Questionnée au sujet de la perception de C-10 ailleurs au Canada, Mme Prégent dit que le milieu culturel hors Québec est lui aussi interpellé par cette réforme. Mais les Québécois sont souvent les premiers à se faire entendre, admet-elle.

PHOTO MARCO CAMPANOZZI, ARCHIVES LA PRESSE

La présidente de l'UDA, Sophie Prégent

« Quand il arrive quelque chose au fédéral, les premiers, les irréductibles Gaulois à se faire entendre, ce sont toujours les Québécois francophones et puis ensuite, ça résonne ou ça ne résonne pas jusque dans l’Ouest. C’est un phénomène tout à fait normal », rigole-t-elle.

Qui plus est, cette réforme de la Loi de la radiodiffusion est rendue nécessaire en raison de l’arrivée des nouvelles plateformes et des médias sociaux. 

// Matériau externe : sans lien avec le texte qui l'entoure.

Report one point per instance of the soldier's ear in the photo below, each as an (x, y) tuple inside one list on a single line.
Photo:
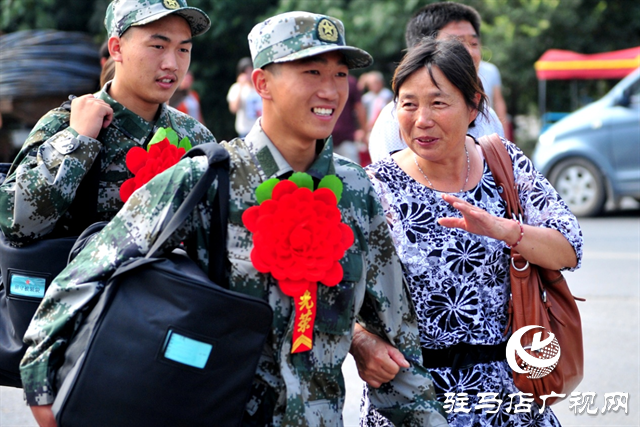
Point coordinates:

Elle est inévitable pour la survie culturelle. Le modèle présentement n’est pas viable à long terme. […] Ce modèle-là, il était bon quand les plateformes numériques n’existaient pas.

Sophie Prégent, présidente de l’UDA

Quoiqu’il en soit, le milieu culturel attendra de pied ferme les politiciens qui voudront les courtiser, possiblement dans les prochains mois, si C-10 meurt au feuilleton.

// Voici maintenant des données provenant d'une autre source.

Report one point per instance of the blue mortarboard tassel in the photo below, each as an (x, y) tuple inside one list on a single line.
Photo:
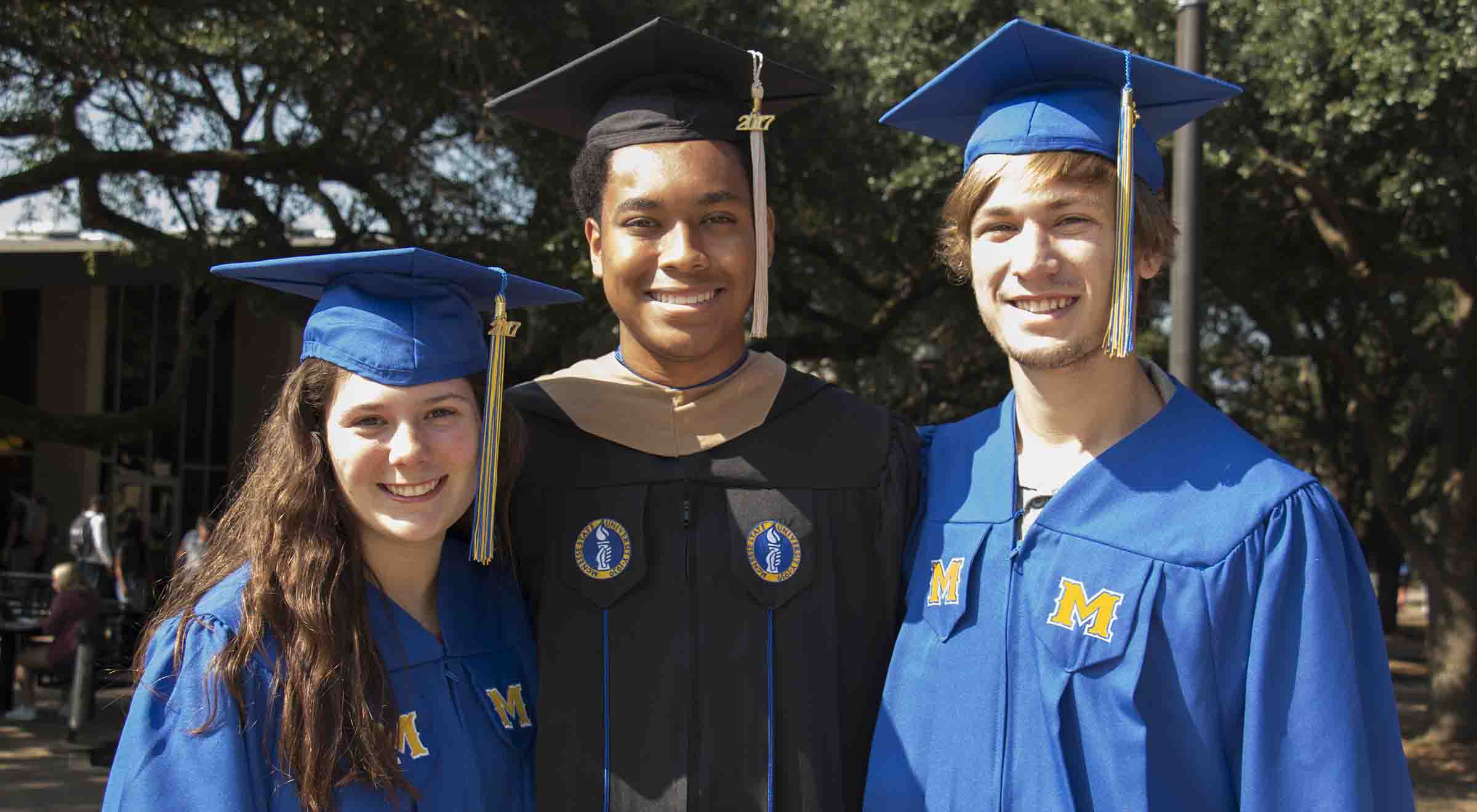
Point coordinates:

« Si ce projet de loi C-10 n’a pas fait l’affaire, c’est quoi, la piste d’atterrissage ? » demande Mme St-Onge.

« Je ne veux pas entendre des banalités du style : “ Notre culture est importante ”, “ Il faut qu’on aide notre culture ”, “ on aime le français ”. […] Parce qu’on avait quelque chose entre les mains et une volonté et une ouverture pour faire aboutir cette question-là avant le mois de juin et il y a des gens qui ont fait de l’obstruction là-dessus. Donc qu’avez-vous à nous proposer de meilleur ? » ajoute-t-elle.

« Je ne sais pas si c’est avant, pendant ou après les élections, mais pour moi, ça ne peut pas se résumer à être un échec. […] Je dis seulement que c’est une question de temps. Le problème, c’est que le temps, c’est 70 millions par mois. Il est là le problème. Nous allons devoir y arriver. C’est inévitable selon moi », renchérit Mme Prégent.